The Unsustainability of Current Sustainable Development

Recently, Heliopolis University (HU) was honoured by a visit from Dr. Michael Braungart, innovator in the field of sustainable development and co-founder of the concept of Cradle to Cradle (C2C). He spoke for an interested audience of students and staff in particular from the Faculties of Engineering and Business and Economics. Corien Hoek from the Dutch SEKEM Friends Association summarized the content of his lecture for the SEKEM News.
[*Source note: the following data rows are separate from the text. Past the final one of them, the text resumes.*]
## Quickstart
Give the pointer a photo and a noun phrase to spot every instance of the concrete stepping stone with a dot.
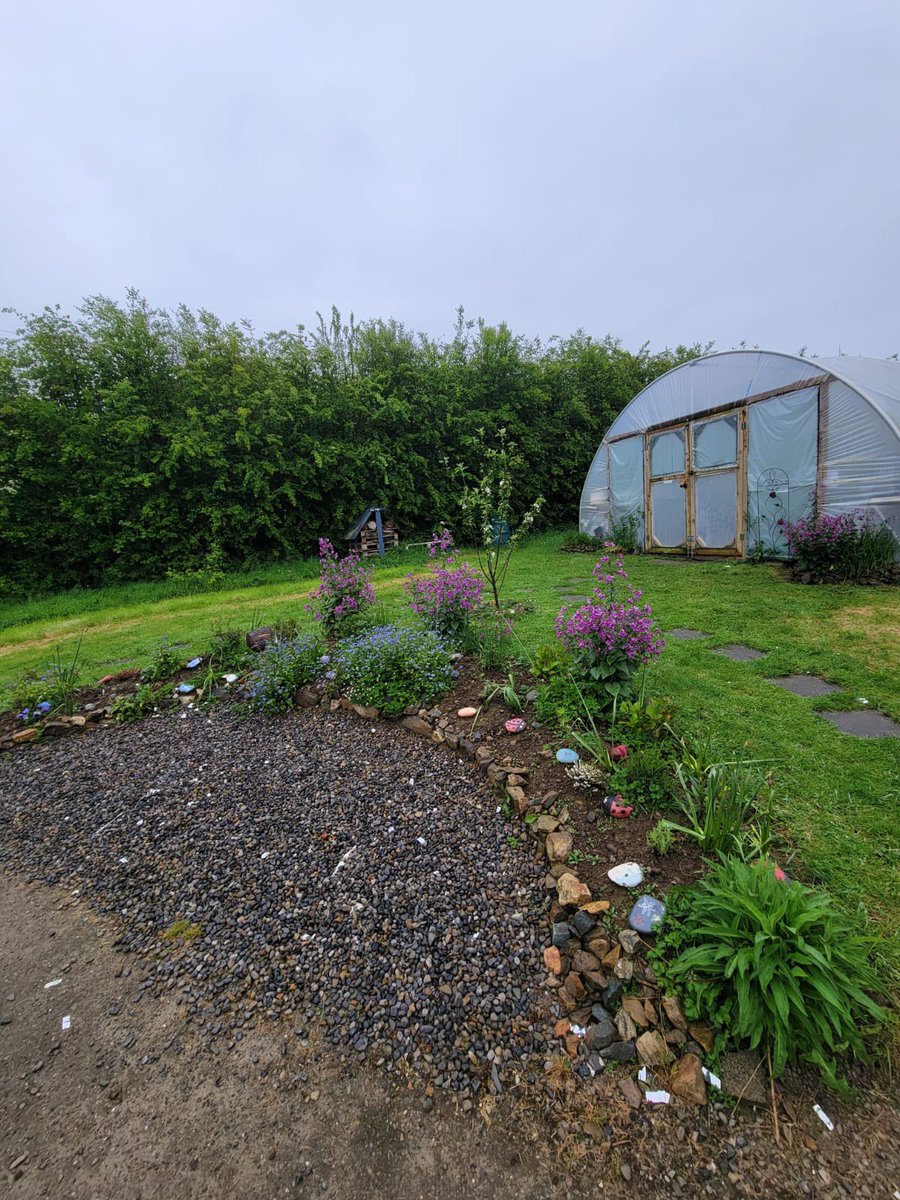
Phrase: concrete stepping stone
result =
(738, 653)
(805, 685)
(864, 725)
“Let’s be good instead of just less bad.” Dr. Michael Braungart

In his talk, Dr. Braungart emphasised the need to develop sustainably in a positive sense: “Do not start from reducing bad habits of polluting the air, producing less harmful products or reducing the acts of destroying diversity, but rather stop these harmful activities altogether and find other solutions. Let’s be good instead of just less bad”. He explains that there is no need to think about how to destroy a diminished quantity of harmful particles that remain after using the product, because products can also be designed without these particles. The entrepreneur has to ask key questions first: What’s in my product? What’s next after its use? What resources does it take to make it? At the design stage, the developer already chooses resources that are either biodegradable or have continuous use in other products. This is the concept for Cradle to Cradle design and gives practical leads for the sustainability slogan “use, reuse and recycle”.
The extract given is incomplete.